When interpreting an elbow plot, search for the section of the road that appears much like an elbow. On this case, the elbow is at three. When k = 1, the inertia shall be large, then it’s going to step by step decrease as k increases.
The “elbow” is the purpose where the decrease begins to plateau and the addition of recent clusters doesn’t end in a major decrease in inertia.
Based on this elbow plot, the worth of k needs to be three.
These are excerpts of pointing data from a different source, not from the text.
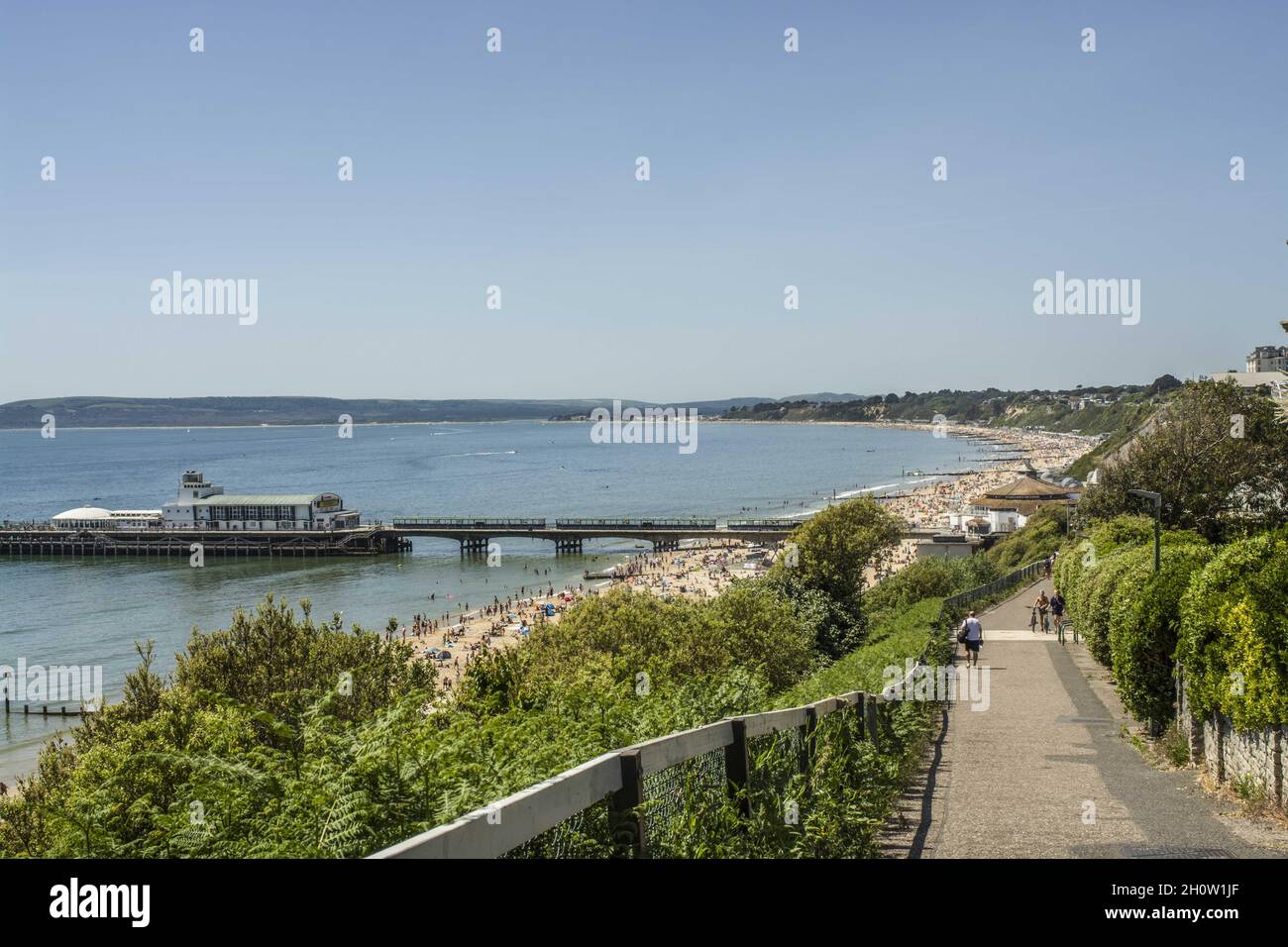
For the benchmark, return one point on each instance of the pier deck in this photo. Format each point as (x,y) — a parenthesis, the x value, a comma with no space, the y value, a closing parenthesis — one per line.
(376,539)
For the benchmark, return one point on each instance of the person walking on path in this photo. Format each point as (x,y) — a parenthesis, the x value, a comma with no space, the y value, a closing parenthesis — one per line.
(971,634)
(1042,604)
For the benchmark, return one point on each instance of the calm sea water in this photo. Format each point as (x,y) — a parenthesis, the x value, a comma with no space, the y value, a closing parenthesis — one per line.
(89,611)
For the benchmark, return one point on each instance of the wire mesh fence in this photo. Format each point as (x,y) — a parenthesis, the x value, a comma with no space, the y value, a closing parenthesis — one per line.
(587,834)
(678,792)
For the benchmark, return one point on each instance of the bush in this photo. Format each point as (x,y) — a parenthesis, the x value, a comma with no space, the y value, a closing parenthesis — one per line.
(1234,633)
(1096,596)
(1144,621)
(1039,536)
(938,578)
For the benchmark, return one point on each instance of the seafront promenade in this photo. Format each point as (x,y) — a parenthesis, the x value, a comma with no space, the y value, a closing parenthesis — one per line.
(1047,770)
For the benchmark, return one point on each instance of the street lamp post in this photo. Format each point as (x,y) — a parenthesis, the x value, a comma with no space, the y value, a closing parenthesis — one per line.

Using an elbow plot has been described as more of an art than a science, which is why it has been known as “coarse”.
To implement the k-means algorithm when k = 3, we’ll run the next code.
k = 3 # Set value of k equal to threekmeans = KMeans(n_clusters=k, random_state=2, n_init='auto')
clusters = kmeans.fit_predict(reduced_features)
# Create dataframe for clusters
cluster_assignments = pd.DataFrame({'symbol': df.index,
'cluster': clusters})
# Sort value by cluster
sorted_assignments = cluster_assignments.sort_values(by='cluster')
# Convert assignments to same scale as 'variety'
sorted_assignments['cluster'] = [num + 1 for num in sorted_assignments['cluster']]
# Convert 'cluster' to category type
sorted_assignments['cluster'] = sorted_assignments['cluster'].astype('category')
The code below will be used to visualise the output of k-means clustering informed by the elbow plot.
from mpl_toolkits.mplot3d import Axes3Dplt.figure(figsize=(15, 8))
ax = plt.axes(projection='3d') # Arrange a 3D projection
# Color for every cluster
colours = ['blue', 'orange', 'green']
# Plot each cluster in 3D
for i, color in enumerate(colours):
# Only select data points that belong to the present cluster
ix = np.where(clusters == i)
ax.scatter(reduced_features[ix, 0], reduced_features[ix, 1],
reduced_features[ix, 2], c=[color], label=f'Cluster {i+1}',
s=60, alpha=0.8, edgecolor='w')
# Plotting the centroids in 3D
centroids = kmeans.cluster_centers_
ax.scatter(centroids[:, 0], centroids[:, 1], centroids[:, 2], marker='+',
s=100, alpha=0.4, linewidths=3, color='red', zorder=10,
label='Centroids')
ax.set_xlabel('Principal Component 1')
ax.set_ylabel('Principal Component 2')
ax.set_zlabel('Principal Component 3')
ax.set_title('K-Means Clusters Informed by Elbow Plot')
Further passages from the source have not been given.